Bond rating dip costs $1 million for every $100 million borrowed
BY FRAN SPIELMAN City Hall Reporter October 28, 2013 3:50PM
Updated: December 1, 2013 7:31AM
An unprecedented, triple-drop in Chicago’s bond rating will cost taxpayers $1 million-a-year for every $100 million borrowed and severely limit the city’s “financial flexibility” going forward, a top mayoral aide warned Monday.
“Fortunately, we’re in a cycle where interest rates are low and the capital markets remain open to us. But we can’t sustain much more of a credit weakening and really provide the city services that our public is demanding,” Chief Financial Officer Lois Scott told aldermen during opening day of City Council budget hearings.
“It is much more expensive for us to keep the city operating financially and it limits our accessibility…. Our opportunities to maneuver have become much more restrictive.”
Moody’s Investors ordered the triple-downgrade in mid-July, citing Chicago’s “very large and growing” pension liabilities, “significant” debt service payments, “unrelenting public safety demands” and historic reluctance to raise local taxes that has continued under Mayor Rahm Emanuel.

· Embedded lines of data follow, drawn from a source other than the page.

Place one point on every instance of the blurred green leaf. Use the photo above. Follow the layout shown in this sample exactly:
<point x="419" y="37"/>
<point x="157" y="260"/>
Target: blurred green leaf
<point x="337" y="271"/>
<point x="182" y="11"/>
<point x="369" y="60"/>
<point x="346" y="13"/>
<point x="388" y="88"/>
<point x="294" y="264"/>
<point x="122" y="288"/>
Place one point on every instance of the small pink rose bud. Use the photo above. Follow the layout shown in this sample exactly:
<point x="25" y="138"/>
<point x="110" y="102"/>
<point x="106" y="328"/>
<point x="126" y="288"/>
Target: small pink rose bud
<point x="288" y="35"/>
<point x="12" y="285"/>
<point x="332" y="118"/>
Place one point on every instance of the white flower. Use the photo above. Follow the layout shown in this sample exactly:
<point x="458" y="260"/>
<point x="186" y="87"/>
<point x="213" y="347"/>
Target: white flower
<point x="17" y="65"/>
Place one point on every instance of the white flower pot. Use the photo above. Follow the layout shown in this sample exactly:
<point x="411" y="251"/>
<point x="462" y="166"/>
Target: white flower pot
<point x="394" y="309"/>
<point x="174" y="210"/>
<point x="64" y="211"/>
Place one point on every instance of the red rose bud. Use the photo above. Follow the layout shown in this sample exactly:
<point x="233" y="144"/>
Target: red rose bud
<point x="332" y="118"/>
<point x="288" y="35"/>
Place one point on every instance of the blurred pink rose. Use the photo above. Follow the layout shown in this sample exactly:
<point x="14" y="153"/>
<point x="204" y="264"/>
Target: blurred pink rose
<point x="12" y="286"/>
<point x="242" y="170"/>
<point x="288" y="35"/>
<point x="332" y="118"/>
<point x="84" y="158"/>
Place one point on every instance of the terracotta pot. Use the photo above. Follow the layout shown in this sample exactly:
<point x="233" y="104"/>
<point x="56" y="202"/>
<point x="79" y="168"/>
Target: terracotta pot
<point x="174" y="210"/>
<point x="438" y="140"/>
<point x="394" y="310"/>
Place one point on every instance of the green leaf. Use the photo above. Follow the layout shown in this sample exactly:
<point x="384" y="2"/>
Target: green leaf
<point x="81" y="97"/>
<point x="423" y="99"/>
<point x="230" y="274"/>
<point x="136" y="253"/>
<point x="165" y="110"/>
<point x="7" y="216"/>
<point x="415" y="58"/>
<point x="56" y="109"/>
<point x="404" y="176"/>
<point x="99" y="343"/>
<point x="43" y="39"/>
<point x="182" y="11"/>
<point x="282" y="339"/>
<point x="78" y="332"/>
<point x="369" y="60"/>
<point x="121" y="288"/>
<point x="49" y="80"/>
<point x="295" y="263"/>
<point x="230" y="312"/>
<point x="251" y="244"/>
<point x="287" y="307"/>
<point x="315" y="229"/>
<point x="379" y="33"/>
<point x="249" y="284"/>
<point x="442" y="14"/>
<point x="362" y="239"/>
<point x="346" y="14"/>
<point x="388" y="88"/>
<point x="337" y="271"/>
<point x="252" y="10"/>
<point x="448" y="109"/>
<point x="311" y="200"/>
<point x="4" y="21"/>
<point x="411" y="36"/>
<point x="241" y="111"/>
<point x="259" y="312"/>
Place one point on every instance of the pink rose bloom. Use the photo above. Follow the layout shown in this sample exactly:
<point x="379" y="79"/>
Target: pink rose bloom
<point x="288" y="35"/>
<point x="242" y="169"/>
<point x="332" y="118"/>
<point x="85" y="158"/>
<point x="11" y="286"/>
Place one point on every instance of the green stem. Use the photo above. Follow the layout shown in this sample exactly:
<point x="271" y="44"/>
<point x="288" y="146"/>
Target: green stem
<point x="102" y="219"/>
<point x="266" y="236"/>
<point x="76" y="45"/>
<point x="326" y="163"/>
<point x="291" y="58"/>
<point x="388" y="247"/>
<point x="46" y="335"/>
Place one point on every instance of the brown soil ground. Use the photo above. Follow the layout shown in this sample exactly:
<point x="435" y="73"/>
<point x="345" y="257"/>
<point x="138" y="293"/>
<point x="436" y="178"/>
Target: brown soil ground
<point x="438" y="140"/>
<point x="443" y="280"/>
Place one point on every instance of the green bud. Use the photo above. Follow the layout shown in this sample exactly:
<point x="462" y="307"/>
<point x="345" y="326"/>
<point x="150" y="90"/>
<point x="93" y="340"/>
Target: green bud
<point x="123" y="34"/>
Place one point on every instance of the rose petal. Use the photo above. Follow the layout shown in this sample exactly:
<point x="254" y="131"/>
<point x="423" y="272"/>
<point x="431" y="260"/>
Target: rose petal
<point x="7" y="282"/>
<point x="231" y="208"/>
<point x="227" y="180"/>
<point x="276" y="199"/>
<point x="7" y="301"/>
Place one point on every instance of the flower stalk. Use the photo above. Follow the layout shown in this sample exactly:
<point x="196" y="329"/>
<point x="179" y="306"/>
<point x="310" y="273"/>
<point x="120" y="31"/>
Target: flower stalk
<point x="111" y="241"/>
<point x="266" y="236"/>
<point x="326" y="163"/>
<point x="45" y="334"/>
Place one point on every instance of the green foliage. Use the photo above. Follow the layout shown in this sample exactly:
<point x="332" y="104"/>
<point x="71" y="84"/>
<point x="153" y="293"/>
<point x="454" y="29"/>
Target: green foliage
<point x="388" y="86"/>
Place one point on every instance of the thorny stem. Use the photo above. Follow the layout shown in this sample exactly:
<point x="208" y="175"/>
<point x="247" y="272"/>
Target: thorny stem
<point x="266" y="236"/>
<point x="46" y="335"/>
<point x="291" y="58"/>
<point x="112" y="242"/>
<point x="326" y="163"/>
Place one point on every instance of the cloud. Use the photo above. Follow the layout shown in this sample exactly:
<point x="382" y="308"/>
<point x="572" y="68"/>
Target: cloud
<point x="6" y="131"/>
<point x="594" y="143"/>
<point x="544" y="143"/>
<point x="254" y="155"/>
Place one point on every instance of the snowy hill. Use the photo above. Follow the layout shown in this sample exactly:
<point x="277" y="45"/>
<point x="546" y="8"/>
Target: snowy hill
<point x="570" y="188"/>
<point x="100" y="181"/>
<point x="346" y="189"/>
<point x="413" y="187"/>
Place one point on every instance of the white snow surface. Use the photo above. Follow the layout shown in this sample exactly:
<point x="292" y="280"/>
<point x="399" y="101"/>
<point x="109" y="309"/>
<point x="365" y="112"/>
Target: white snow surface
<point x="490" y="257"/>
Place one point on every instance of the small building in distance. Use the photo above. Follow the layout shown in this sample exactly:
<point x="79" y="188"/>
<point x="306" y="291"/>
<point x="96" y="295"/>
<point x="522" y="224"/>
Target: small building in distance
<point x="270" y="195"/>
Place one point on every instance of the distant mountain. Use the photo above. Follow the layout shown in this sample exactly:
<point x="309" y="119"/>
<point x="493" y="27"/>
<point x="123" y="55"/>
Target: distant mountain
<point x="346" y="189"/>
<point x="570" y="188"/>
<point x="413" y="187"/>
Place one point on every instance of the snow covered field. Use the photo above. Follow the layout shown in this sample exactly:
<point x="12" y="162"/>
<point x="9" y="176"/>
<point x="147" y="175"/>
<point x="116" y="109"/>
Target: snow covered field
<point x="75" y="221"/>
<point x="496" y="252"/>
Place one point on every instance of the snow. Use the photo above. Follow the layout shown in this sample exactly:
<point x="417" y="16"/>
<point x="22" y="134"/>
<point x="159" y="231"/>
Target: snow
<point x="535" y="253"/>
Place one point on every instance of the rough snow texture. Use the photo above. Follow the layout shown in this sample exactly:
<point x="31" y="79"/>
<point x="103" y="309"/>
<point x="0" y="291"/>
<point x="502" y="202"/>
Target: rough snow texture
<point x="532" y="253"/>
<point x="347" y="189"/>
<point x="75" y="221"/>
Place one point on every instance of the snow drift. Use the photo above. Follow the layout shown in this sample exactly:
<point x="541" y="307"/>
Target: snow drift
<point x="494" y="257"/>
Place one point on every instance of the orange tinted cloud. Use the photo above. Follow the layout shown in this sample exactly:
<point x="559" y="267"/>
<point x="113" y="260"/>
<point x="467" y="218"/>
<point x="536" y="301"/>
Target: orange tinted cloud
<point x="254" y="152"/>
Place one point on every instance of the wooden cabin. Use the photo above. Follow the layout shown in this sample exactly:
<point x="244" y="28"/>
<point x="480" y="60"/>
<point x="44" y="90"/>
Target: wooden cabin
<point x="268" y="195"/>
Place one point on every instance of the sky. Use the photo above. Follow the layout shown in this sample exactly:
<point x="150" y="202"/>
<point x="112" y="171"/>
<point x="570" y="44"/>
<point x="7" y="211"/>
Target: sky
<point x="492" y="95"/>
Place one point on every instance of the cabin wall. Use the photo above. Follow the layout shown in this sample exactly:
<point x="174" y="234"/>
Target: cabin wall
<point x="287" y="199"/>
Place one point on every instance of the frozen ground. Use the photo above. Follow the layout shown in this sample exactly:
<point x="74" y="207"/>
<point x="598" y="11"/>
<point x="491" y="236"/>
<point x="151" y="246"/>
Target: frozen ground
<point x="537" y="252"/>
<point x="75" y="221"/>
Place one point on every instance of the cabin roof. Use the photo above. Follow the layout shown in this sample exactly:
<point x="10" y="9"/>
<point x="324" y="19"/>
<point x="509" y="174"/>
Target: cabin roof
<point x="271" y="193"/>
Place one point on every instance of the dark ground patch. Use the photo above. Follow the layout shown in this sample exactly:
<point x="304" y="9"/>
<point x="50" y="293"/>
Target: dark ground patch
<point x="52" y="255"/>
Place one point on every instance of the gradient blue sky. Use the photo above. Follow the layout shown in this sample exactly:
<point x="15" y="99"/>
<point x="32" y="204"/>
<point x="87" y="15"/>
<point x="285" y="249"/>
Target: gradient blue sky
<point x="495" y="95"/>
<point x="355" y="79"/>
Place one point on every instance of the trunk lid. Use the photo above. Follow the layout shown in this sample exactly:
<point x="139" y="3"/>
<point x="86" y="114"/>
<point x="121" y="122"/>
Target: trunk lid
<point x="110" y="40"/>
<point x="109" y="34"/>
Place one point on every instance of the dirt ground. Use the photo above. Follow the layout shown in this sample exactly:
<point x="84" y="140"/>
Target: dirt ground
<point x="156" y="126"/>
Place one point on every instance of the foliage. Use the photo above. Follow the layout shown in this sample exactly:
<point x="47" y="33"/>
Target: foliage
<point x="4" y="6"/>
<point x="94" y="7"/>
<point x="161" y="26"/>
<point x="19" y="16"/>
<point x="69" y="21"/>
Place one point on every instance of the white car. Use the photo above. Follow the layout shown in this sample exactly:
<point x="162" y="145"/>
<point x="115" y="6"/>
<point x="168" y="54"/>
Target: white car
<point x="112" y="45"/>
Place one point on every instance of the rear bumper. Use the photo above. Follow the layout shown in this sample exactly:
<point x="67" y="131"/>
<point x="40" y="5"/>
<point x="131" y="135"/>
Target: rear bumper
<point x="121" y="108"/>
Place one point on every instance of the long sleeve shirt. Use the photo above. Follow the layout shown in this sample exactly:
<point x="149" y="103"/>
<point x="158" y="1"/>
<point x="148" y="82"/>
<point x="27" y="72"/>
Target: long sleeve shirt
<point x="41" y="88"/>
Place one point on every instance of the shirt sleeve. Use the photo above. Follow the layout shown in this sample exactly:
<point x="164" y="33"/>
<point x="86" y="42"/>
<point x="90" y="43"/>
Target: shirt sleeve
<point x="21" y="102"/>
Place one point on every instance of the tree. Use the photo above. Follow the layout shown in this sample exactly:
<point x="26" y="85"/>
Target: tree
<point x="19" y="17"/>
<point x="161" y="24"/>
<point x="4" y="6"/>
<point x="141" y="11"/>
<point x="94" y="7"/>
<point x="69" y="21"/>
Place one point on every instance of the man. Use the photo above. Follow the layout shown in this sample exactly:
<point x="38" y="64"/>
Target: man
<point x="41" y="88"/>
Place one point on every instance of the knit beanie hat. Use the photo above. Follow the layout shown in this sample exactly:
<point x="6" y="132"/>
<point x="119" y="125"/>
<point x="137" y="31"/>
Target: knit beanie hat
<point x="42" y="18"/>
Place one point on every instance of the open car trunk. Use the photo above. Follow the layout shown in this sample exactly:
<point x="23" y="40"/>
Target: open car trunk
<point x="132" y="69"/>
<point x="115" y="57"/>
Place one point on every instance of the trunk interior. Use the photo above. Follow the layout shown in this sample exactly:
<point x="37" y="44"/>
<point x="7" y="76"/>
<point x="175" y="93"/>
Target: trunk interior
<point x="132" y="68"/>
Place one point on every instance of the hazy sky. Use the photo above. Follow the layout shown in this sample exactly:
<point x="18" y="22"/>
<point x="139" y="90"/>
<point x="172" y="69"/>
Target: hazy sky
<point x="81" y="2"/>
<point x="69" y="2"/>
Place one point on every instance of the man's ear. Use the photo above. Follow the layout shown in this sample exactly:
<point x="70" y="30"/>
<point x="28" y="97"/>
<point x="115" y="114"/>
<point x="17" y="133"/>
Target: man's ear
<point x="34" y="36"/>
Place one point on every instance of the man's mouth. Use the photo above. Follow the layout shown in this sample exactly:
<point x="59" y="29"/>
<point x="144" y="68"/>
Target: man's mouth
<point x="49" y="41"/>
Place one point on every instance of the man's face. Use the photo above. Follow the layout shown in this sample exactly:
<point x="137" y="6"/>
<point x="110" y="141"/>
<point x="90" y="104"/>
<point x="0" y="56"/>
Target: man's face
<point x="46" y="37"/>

In 2015, the city is required by state law to make a $600 million contribution to stabilize police and fire pension funds that now have assets to cover just 30.5 and 25 percent of their respective liabilities.
Emanuel wants the Illinois General Assembly to put off the balloon payment until 2023. That would give the city time to negotiate a painful mix of employee concessions and increased revenues without raising property taxes so high that it triggers a mass exodus to the suburbs.
But if there is no relief, Scott warned that the state would be authorized to withhold $600 million from the city’s share of state income, sales and gas tax revenues along with an array of state grants.
“We are far from out of the woods. We have made great progress on the operating structural deficit. But we have a lot of wood to chop as it relates to pensions as well as our debt position and we need to address those. Even with substantial reforms, it will require revenue action long-term to bring our financial house into order,” she said.
Under questioning, Scott refused to comment on the possibility of a transaction tax on commodities trades to raise the mountain of revenue needed to meet union leaders half way.
She would only say, “The mayor has been very clear that we need a balanced approach, which pairs reforms with revenues. We don’t have a specific prescription for what the community is going to best be able to absorb in those revenues and reforms, but we need both.”
Opening day of City Council budget hearings provide a road map of the political pressure points.
Northwest Side Ald. Tom Cullerton (38th) complained about Emanuel’s decision to phase out the city’s 55 percent subsidy for retiree health care, a move that will force individual retirees to pay as much as $4,440 more in 2014.
Other aldermen complained about the mayor’s decision to budget another $75 million for police overtime in 2014, instead of hiring more police officers.
But Emanuel’s plan to raise the city’s cigarette tax by 75-cents-a-pack remains the key sticking point.
Critics contend it will encourage people to stand on street corners hawking loose cigarettes, exacerbating a black market that’s already worse than it is for marijuana, cocaine and heroin. “The human costs are devastating. It creates an underground economy,” said Ald. Roderick Sawyer (6th).
Ald. Leslie Hairston (5th) warned that the nation’s highest combined state and local tax would “disproportionately impact communities of color” by “creating a very large black market” for smokes.
“The loose sale of single cigarettes. The sale of cigarettes without tax stamps, which leads to increased loitering. Which means people who might be involved in illegal activity are visible and on the street. If I’m in a rival gang, then I’m going to come by and then we have another shooting,” she said.
Emanuel has a history of tinkering at the margins of his budgets to appease aldermen. But if the $10 million cigarette tax hike was thrown in as a bargaining chip to be dealt away, the mayor didn’t tip his hand on Monday.
“Two years ago, the state increased the cigarette tax by $1. Last year, the county increased it by $1. We’ve increased it 75-cents and we’re putting it towards improving the health care of our children. That’s the right type of investment. And I think it’s the right step, because it also reduces health care costs for those associated with smoking,” the mayor said.